Speaker:Dr. Wen-Yu Hua(Amazon machine learning scientist)

  • Event Date: 2020-10-29
  • Speaker:  /  Host:

Topic:Similarity Recommendation based on the Attention Mechanism
 
Speaker:Dr. Wen-Yu Hua(Amazon machine learning scientist) 

Date Time:THU. Oct 29,2020, 11:00 AM - 11:50 AM 
 
Place: 4F-427, Assembly Building I
 

Abstract
 
Item-to-item similarity has been long used for building recommender systems in industrial settings, owing to its interpretability and real-time computational productivity. In this work, we have developed a new embedding representation to the similarity-based recommendation system. The proposed solution enhances the information to both text embedding and image embedding. First of all, we have successfully improved the text embedding in two ways: 1) add item description and bullet points on top of the title along with some key attributes to enlarge the text information; 2) apply topic modeling on the description and bullet points to get key topics and keywords, and compare the performance between Word2Vec model and pre-trained fine-tuned Bidirectional Encoder Representations from Transformers (BERT) model on the text attributes.

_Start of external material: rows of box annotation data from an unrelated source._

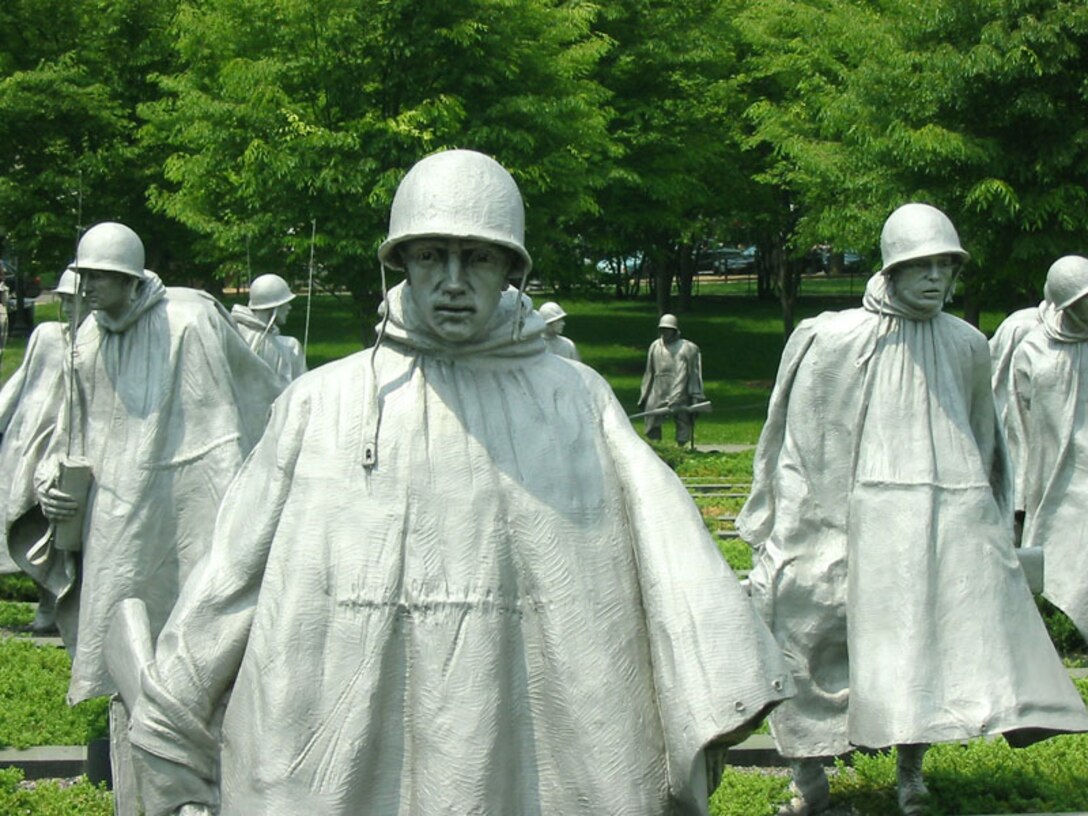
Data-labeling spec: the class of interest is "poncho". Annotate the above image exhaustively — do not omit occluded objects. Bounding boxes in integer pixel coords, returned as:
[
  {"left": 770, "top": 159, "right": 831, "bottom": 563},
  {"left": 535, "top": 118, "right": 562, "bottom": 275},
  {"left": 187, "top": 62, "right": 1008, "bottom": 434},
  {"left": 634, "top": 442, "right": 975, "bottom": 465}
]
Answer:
[
  {"left": 737, "top": 275, "right": 1088, "bottom": 757},
  {"left": 131, "top": 285, "right": 790, "bottom": 816},
  {"left": 231, "top": 304, "right": 306, "bottom": 384},
  {"left": 0, "top": 323, "right": 67, "bottom": 573},
  {"left": 544, "top": 334, "right": 582, "bottom": 362},
  {"left": 990, "top": 301, "right": 1047, "bottom": 502},
  {"left": 11, "top": 273, "right": 279, "bottom": 704},
  {"left": 1009, "top": 306, "right": 1088, "bottom": 639}
]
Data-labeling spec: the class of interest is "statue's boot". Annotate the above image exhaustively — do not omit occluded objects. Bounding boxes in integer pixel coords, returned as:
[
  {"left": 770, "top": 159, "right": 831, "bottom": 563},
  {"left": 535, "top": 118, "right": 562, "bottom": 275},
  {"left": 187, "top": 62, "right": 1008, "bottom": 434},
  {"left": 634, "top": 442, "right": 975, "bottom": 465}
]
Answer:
[
  {"left": 895, "top": 743, "right": 929, "bottom": 816},
  {"left": 778, "top": 759, "right": 831, "bottom": 816},
  {"left": 30, "top": 586, "right": 57, "bottom": 636}
]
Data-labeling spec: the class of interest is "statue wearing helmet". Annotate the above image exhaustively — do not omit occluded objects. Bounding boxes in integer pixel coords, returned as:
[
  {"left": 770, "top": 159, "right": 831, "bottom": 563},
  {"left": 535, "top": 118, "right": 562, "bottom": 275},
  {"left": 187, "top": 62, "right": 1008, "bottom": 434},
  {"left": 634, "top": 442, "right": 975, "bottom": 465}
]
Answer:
[
  {"left": 9, "top": 222, "right": 279, "bottom": 816},
  {"left": 132, "top": 150, "right": 790, "bottom": 816},
  {"left": 539, "top": 300, "right": 582, "bottom": 362},
  {"left": 231, "top": 274, "right": 306, "bottom": 383},
  {"left": 1005, "top": 255, "right": 1088, "bottom": 657},
  {"left": 737, "top": 203, "right": 1088, "bottom": 815},
  {"left": 639, "top": 314, "right": 706, "bottom": 445},
  {"left": 0, "top": 267, "right": 86, "bottom": 634}
]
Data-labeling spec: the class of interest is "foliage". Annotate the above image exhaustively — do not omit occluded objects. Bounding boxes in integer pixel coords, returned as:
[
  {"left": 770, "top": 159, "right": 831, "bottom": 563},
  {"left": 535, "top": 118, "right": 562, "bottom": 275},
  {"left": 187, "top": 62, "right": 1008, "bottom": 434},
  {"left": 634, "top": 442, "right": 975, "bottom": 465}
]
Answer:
[
  {"left": 0, "top": 572, "right": 38, "bottom": 602},
  {"left": 0, "top": 0, "right": 185, "bottom": 283},
  {"left": 1036, "top": 595, "right": 1088, "bottom": 660},
  {"left": 572, "top": 0, "right": 749, "bottom": 310},
  {"left": 0, "top": 638, "right": 109, "bottom": 749},
  {"left": 143, "top": 0, "right": 608, "bottom": 308},
  {"left": 0, "top": 601, "right": 34, "bottom": 629},
  {"left": 738, "top": 0, "right": 1088, "bottom": 313},
  {"left": 0, "top": 768, "right": 113, "bottom": 816}
]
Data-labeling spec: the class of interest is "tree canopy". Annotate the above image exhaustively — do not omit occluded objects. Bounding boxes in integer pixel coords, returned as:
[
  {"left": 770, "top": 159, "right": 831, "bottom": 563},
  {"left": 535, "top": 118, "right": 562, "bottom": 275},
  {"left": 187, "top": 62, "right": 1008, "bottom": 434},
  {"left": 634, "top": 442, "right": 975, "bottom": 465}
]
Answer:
[{"left": 0, "top": 0, "right": 1088, "bottom": 319}]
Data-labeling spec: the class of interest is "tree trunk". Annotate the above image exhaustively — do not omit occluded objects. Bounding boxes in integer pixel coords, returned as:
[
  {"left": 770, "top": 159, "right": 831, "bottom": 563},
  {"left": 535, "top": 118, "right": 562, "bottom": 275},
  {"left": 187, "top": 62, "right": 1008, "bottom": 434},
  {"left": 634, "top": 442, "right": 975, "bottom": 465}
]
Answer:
[
  {"left": 677, "top": 244, "right": 697, "bottom": 312},
  {"left": 643, "top": 258, "right": 672, "bottom": 314}
]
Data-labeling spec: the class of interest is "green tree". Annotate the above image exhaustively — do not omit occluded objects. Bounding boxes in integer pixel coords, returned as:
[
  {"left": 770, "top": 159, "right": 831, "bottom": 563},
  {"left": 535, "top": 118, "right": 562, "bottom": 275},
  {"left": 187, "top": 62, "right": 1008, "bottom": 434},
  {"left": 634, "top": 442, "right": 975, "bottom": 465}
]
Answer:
[
  {"left": 738, "top": 0, "right": 1088, "bottom": 326},
  {"left": 0, "top": 0, "right": 184, "bottom": 285},
  {"left": 143, "top": 0, "right": 608, "bottom": 309},
  {"left": 581, "top": 0, "right": 749, "bottom": 311}
]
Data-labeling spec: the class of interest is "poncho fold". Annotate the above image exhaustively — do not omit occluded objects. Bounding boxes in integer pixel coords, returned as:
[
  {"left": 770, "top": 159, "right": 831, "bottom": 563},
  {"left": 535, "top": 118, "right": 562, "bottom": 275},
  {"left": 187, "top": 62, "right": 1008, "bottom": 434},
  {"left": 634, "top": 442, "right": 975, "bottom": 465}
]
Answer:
[
  {"left": 132, "top": 286, "right": 791, "bottom": 816},
  {"left": 231, "top": 304, "right": 306, "bottom": 385},
  {"left": 0, "top": 323, "right": 69, "bottom": 573}
]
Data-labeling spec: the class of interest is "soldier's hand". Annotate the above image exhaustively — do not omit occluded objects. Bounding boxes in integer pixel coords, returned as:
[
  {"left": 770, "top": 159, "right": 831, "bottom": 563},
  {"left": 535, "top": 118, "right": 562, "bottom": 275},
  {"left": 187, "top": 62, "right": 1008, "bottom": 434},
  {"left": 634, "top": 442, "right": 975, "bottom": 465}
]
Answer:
[{"left": 38, "top": 485, "right": 79, "bottom": 521}]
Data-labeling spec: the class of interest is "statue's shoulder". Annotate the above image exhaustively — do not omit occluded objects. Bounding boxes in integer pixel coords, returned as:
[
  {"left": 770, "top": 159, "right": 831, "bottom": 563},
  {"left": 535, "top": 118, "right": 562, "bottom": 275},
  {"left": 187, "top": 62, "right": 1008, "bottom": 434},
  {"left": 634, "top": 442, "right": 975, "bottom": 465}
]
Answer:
[
  {"left": 934, "top": 311, "right": 990, "bottom": 356},
  {"left": 27, "top": 321, "right": 67, "bottom": 348},
  {"left": 790, "top": 308, "right": 879, "bottom": 343}
]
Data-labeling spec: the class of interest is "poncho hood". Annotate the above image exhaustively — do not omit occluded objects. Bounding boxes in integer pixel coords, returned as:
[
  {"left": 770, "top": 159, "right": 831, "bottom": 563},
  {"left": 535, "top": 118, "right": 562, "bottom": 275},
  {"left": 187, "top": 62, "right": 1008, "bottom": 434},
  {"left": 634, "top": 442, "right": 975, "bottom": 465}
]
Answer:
[
  {"left": 95, "top": 270, "right": 166, "bottom": 334},
  {"left": 1039, "top": 301, "right": 1088, "bottom": 343},
  {"left": 862, "top": 272, "right": 943, "bottom": 320}
]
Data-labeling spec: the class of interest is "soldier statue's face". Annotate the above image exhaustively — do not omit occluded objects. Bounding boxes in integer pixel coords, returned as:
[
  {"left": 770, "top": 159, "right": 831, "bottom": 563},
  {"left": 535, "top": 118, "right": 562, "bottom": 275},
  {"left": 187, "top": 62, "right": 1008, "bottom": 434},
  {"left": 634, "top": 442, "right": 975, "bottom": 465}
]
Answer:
[
  {"left": 79, "top": 269, "right": 137, "bottom": 318},
  {"left": 892, "top": 255, "right": 959, "bottom": 311},
  {"left": 400, "top": 237, "right": 514, "bottom": 343}
]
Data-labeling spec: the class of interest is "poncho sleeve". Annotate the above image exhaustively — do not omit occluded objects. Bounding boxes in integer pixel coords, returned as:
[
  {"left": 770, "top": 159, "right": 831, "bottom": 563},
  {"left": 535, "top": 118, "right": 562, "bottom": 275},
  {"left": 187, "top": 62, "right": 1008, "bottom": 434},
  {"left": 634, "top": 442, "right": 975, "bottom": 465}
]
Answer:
[
  {"left": 1005, "top": 346, "right": 1033, "bottom": 512},
  {"left": 737, "top": 320, "right": 816, "bottom": 548},
  {"left": 587, "top": 369, "right": 793, "bottom": 813},
  {"left": 131, "top": 387, "right": 309, "bottom": 816},
  {"left": 970, "top": 327, "right": 1014, "bottom": 523},
  {"left": 639, "top": 341, "right": 657, "bottom": 408}
]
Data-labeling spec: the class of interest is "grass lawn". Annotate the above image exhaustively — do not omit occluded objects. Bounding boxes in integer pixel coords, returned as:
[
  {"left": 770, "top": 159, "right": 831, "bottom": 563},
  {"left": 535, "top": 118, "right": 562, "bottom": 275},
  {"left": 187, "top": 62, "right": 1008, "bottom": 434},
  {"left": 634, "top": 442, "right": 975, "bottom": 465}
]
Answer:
[
  {"left": 2, "top": 277, "right": 1003, "bottom": 445},
  {"left": 0, "top": 279, "right": 1088, "bottom": 816}
]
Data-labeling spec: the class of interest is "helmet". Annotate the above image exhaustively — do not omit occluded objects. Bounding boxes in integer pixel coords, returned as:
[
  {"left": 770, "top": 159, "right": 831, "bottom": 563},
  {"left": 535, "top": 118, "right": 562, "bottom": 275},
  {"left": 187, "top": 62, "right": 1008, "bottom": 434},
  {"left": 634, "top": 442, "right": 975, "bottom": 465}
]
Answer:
[
  {"left": 1042, "top": 255, "right": 1088, "bottom": 309},
  {"left": 378, "top": 150, "right": 533, "bottom": 273},
  {"left": 75, "top": 221, "right": 146, "bottom": 280},
  {"left": 249, "top": 274, "right": 295, "bottom": 309},
  {"left": 53, "top": 265, "right": 79, "bottom": 295},
  {"left": 537, "top": 300, "right": 567, "bottom": 323},
  {"left": 880, "top": 203, "right": 970, "bottom": 273}
]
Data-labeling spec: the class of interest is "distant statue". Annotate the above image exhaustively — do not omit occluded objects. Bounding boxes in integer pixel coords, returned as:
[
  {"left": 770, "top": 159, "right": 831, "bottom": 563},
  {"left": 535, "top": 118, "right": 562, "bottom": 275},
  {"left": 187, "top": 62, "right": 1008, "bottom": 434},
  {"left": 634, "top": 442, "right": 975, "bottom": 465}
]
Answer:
[
  {"left": 0, "top": 268, "right": 86, "bottom": 635},
  {"left": 125, "top": 150, "right": 790, "bottom": 816},
  {"left": 639, "top": 314, "right": 706, "bottom": 445},
  {"left": 231, "top": 274, "right": 306, "bottom": 383},
  {"left": 540, "top": 300, "right": 582, "bottom": 362},
  {"left": 737, "top": 203, "right": 1088, "bottom": 815},
  {"left": 1007, "top": 255, "right": 1088, "bottom": 640}
]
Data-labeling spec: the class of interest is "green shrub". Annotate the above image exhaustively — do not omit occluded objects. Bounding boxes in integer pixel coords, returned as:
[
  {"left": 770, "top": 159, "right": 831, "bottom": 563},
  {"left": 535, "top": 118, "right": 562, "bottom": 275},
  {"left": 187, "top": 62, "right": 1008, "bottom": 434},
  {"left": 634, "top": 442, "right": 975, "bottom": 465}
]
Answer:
[
  {"left": 710, "top": 768, "right": 790, "bottom": 816},
  {"left": 0, "top": 601, "right": 34, "bottom": 629},
  {"left": 0, "top": 638, "right": 109, "bottom": 752},
  {"left": 0, "top": 572, "right": 38, "bottom": 603},
  {"left": 1036, "top": 595, "right": 1088, "bottom": 663},
  {"left": 0, "top": 768, "right": 113, "bottom": 816}
]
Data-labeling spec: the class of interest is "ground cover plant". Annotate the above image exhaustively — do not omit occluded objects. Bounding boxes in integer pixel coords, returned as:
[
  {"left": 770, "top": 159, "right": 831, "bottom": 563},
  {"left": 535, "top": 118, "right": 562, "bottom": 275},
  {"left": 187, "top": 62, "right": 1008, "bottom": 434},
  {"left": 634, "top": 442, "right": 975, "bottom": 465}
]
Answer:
[{"left": 0, "top": 768, "right": 113, "bottom": 816}]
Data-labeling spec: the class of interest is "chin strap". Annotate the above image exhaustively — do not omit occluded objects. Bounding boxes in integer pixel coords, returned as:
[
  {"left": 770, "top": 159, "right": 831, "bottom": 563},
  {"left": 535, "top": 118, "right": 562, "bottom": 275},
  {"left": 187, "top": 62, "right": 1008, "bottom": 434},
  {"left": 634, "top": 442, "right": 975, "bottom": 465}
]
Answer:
[{"left": 514, "top": 261, "right": 532, "bottom": 343}]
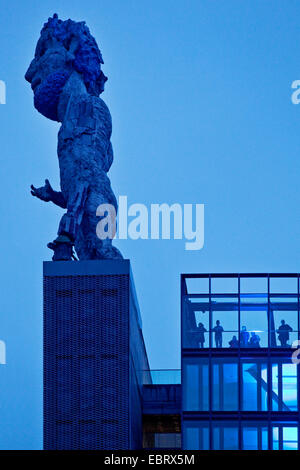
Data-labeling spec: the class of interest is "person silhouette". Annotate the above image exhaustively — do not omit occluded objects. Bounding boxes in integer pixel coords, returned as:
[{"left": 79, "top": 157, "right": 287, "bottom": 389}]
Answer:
[
  {"left": 249, "top": 331, "right": 260, "bottom": 348},
  {"left": 228, "top": 336, "right": 239, "bottom": 348},
  {"left": 276, "top": 320, "right": 293, "bottom": 348},
  {"left": 198, "top": 323, "right": 207, "bottom": 348},
  {"left": 241, "top": 326, "right": 250, "bottom": 348},
  {"left": 212, "top": 320, "right": 224, "bottom": 348}
]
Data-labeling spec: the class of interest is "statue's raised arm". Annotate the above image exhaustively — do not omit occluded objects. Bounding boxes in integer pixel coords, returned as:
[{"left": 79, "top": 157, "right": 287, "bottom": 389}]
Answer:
[{"left": 25, "top": 15, "right": 122, "bottom": 260}]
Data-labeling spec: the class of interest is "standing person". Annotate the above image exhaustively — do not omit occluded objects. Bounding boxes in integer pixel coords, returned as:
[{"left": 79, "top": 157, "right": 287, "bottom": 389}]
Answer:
[
  {"left": 249, "top": 331, "right": 260, "bottom": 348},
  {"left": 198, "top": 323, "right": 207, "bottom": 348},
  {"left": 276, "top": 320, "right": 293, "bottom": 348},
  {"left": 241, "top": 326, "right": 250, "bottom": 348},
  {"left": 228, "top": 336, "right": 239, "bottom": 348},
  {"left": 212, "top": 320, "right": 224, "bottom": 348}
]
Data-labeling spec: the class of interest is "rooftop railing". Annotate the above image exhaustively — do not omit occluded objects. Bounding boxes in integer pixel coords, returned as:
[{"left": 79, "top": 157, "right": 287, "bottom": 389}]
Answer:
[{"left": 144, "top": 369, "right": 181, "bottom": 385}]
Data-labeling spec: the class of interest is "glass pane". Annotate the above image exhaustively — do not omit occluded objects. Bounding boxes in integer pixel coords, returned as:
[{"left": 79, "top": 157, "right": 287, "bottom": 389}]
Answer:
[
  {"left": 242, "top": 421, "right": 268, "bottom": 450},
  {"left": 270, "top": 277, "right": 298, "bottom": 294},
  {"left": 240, "top": 295, "right": 268, "bottom": 348},
  {"left": 211, "top": 277, "right": 238, "bottom": 294},
  {"left": 212, "top": 359, "right": 238, "bottom": 411},
  {"left": 211, "top": 296, "right": 238, "bottom": 348},
  {"left": 270, "top": 302, "right": 298, "bottom": 348},
  {"left": 282, "top": 364, "right": 298, "bottom": 411},
  {"left": 242, "top": 360, "right": 268, "bottom": 411},
  {"left": 272, "top": 362, "right": 298, "bottom": 411},
  {"left": 212, "top": 422, "right": 239, "bottom": 450},
  {"left": 183, "top": 422, "right": 209, "bottom": 450},
  {"left": 240, "top": 277, "right": 268, "bottom": 294},
  {"left": 183, "top": 361, "right": 208, "bottom": 411},
  {"left": 282, "top": 427, "right": 298, "bottom": 450},
  {"left": 185, "top": 277, "right": 209, "bottom": 295},
  {"left": 182, "top": 296, "right": 209, "bottom": 349},
  {"left": 243, "top": 428, "right": 258, "bottom": 450},
  {"left": 273, "top": 427, "right": 279, "bottom": 450}
]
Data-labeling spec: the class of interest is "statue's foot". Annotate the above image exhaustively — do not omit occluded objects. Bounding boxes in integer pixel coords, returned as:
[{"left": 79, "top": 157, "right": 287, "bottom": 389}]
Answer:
[{"left": 47, "top": 235, "right": 75, "bottom": 261}]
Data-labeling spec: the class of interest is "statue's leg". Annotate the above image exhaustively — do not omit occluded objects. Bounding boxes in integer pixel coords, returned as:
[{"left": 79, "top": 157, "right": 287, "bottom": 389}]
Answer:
[
  {"left": 58, "top": 181, "right": 88, "bottom": 241},
  {"left": 75, "top": 185, "right": 123, "bottom": 260}
]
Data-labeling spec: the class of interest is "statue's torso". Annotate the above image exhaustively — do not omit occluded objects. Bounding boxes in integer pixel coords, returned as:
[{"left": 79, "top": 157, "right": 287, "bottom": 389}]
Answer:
[{"left": 57, "top": 95, "right": 113, "bottom": 197}]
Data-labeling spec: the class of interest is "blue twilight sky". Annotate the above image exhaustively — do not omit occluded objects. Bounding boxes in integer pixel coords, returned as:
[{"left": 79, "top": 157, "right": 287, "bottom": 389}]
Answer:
[{"left": 0, "top": 0, "right": 300, "bottom": 449}]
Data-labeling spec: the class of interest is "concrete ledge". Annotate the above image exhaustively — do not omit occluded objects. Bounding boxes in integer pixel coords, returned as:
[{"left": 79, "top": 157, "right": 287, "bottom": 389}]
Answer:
[{"left": 43, "top": 259, "right": 131, "bottom": 276}]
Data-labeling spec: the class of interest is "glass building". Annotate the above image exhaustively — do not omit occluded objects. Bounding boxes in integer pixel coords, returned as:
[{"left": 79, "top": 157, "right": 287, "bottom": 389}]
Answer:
[{"left": 181, "top": 274, "right": 300, "bottom": 450}]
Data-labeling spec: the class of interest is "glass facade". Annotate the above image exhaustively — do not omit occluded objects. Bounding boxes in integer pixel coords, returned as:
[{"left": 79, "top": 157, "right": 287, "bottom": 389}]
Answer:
[{"left": 181, "top": 274, "right": 300, "bottom": 450}]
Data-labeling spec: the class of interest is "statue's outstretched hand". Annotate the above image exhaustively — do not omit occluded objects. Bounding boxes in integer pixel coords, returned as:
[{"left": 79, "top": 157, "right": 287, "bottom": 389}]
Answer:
[{"left": 31, "top": 180, "right": 53, "bottom": 202}]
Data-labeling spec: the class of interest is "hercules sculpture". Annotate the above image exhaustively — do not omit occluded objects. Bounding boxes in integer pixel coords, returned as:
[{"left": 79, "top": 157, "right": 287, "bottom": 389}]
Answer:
[{"left": 25, "top": 15, "right": 122, "bottom": 260}]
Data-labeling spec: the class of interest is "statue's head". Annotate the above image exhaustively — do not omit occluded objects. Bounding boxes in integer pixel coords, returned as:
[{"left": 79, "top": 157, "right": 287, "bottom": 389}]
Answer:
[{"left": 25, "top": 14, "right": 107, "bottom": 121}]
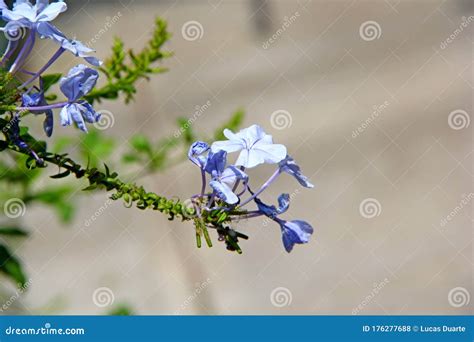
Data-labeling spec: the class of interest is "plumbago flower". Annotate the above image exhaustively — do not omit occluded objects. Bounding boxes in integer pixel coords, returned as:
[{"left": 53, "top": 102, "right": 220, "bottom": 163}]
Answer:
[
  {"left": 188, "top": 125, "right": 313, "bottom": 252},
  {"left": 0, "top": 0, "right": 101, "bottom": 161}
]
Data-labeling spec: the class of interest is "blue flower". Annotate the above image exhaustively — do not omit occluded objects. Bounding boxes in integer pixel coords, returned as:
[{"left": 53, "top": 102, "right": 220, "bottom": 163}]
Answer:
[
  {"left": 279, "top": 220, "right": 313, "bottom": 253},
  {"left": 0, "top": 0, "right": 67, "bottom": 29},
  {"left": 254, "top": 194, "right": 290, "bottom": 219},
  {"left": 59, "top": 64, "right": 100, "bottom": 132},
  {"left": 37, "top": 23, "right": 102, "bottom": 66},
  {"left": 279, "top": 156, "right": 314, "bottom": 188},
  {"left": 59, "top": 64, "right": 99, "bottom": 102},
  {"left": 59, "top": 101, "right": 100, "bottom": 132},
  {"left": 205, "top": 151, "right": 248, "bottom": 204},
  {"left": 21, "top": 79, "right": 54, "bottom": 137},
  {"left": 211, "top": 125, "right": 286, "bottom": 168},
  {"left": 188, "top": 141, "right": 209, "bottom": 168}
]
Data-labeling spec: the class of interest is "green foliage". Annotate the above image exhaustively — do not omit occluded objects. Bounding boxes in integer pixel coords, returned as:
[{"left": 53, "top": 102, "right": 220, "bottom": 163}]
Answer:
[
  {"left": 0, "top": 18, "right": 246, "bottom": 290},
  {"left": 0, "top": 244, "right": 26, "bottom": 287},
  {"left": 85, "top": 18, "right": 171, "bottom": 103}
]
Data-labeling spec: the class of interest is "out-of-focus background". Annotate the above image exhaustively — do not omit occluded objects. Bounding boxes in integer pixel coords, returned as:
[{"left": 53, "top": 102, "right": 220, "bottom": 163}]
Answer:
[{"left": 2, "top": 0, "right": 474, "bottom": 314}]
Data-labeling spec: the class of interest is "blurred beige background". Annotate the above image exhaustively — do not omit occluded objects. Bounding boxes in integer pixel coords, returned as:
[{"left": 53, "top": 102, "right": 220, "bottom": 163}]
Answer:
[{"left": 0, "top": 0, "right": 474, "bottom": 315}]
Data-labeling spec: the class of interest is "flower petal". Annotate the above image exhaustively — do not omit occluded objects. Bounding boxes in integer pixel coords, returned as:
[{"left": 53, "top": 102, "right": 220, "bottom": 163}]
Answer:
[
  {"left": 280, "top": 220, "right": 313, "bottom": 253},
  {"left": 36, "top": 1, "right": 67, "bottom": 21},
  {"left": 209, "top": 180, "right": 239, "bottom": 204},
  {"left": 211, "top": 140, "right": 245, "bottom": 153}
]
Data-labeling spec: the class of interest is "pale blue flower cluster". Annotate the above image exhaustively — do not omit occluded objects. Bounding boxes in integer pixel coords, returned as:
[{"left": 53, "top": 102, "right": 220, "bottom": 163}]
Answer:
[
  {"left": 0, "top": 0, "right": 101, "bottom": 136},
  {"left": 188, "top": 125, "right": 313, "bottom": 252}
]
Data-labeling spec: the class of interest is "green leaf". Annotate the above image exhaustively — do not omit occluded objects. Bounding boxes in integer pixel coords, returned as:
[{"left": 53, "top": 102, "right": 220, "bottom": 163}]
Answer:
[
  {"left": 0, "top": 245, "right": 26, "bottom": 287},
  {"left": 212, "top": 109, "right": 245, "bottom": 141},
  {"left": 0, "top": 227, "right": 29, "bottom": 237},
  {"left": 41, "top": 73, "right": 62, "bottom": 93},
  {"left": 108, "top": 304, "right": 133, "bottom": 316}
]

Moreover, we have tested product image embeddings with different settings and compare the performance with two settings: 1) apply max-pooling on a ResNet50 with triplet loss model to get 205-dimension embeddings; 2) apply PCA on the same ResNet50 model to reduce the dimension. Based on the experiment results with different text and image embeddings, we propose a better solution which outperforms the baseline result [1] with increased 20% precision on a fixed recall (0.05). The contribution of this work includes 1) the most comprehensive ASIN catalog information to the text model is used; 2) the best combination of text and image embedding is found. The result shows smaller distance in terms of k-nearest neighbors (KNN) Euclidean measurement and significant precision increased on a down-stream click and purchase task; 3) this framework is not limited to a specific use case, and can be easily adapted to different product categories and marketplaces.